Ole Solskjaer. Part of the history books following the 1999 CL Final winning goal, and the only contender currently in a management role. Shown potential at Molde with consecutive Tippaligaen titles. Big gamble, but never underestimate such a fan’s favourite. Having lived close to him for many years, he also has the grounded temperament that could work.
One thing is certain, the appointment will be made in a lot shorter timescale than the Executive Search’s comic average assignment length of 24 weeks….. shorter than even my average retained process time of just over 6 weeks. The process will have been running for a long time already, succession planning has been the talk in and out of Old Trafford for years and as soon as the magic #20 was hit, the odds were on for Sir Alex to leave on the ultimate high, and for the succession announcement to be similarly engineered, as it was with David Gill’s announcement in February.
But much as the recruitment of such a football manager could learn a lot from corporate recruitment; so corporate recruitment could learn a lot from Manchester United’s key managerial recruitment process. Plan; don’t just be limited to obvious choices and understand the chemistry fit of the available options.
Post Script – David Moyes, Manager, Manchester United.
So with the metaphorical white smoke rising from Old Trafford, David Moyes has indeed got the nod. No real surprise for football fans, and no surprise from a more technical search perspective.
Sir Alex, who lest we forget is not leaving, but just moving ‘upstairs’, has had a huge say in his successor and has made it no secret that he sees a lot of himself in Moyes – drive, character, team focus and raw determination.
Moyes is also one to promote and develop young players giving them the same expectation exceeding opportunity that perhaps Moyes himself is getting in this appointment.

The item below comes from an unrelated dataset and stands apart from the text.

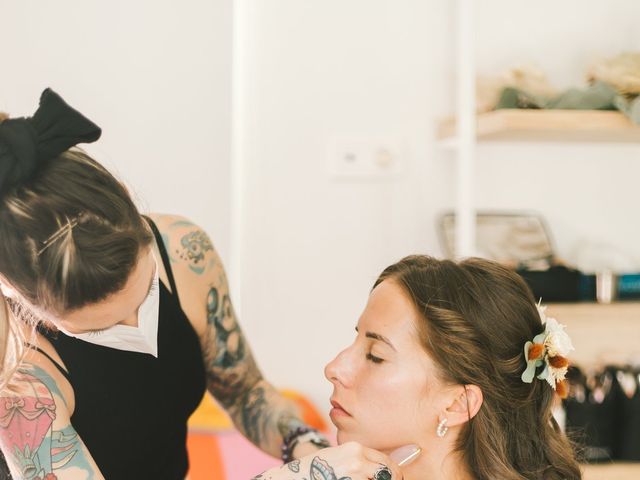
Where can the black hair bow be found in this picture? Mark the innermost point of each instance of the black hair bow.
(26, 143)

Some have commented that the appointment too much of a mild evolution? And that Fergie will still (be allowed to) have too much input with a mild-mannered Manager – contrasting with a Mourinho style that would rebuff interference.
Promoted execs not letting go is a huge risk to recruitment processes and risk jeopardising both appointments, and the success of appointees….
….however, an even greater risk is a business without the need for dramatic change, employing a change agent who in turn seeks to stamp authority. If it isn’t broken, don’t try and fix. That must be the mantra at Old Trafford.
Crucially, Moyes will bring the depth of team focus and refusal to accept prima-donnas and general narcissism that Sir Alex has become so famed for. With Mourinho, one could argue that he brings greater narcissistic behaviour then the best of players (his truncated comments to ITV Sport after his teams defeat in the CL Semi-final confirming his true personality?).
…..That said, Mourinho’s energy and charisma would have been an interesting sight on the Old Trafford touchline (and Mrs Chaplin (along with 1,000s of other wives) is certainly lamenting the news that he will not become a neighbour…!)
Moyes is most definitely team first. And for any team (and any business/organisation running as well as ManUtd), that becomes a powerful leadership position.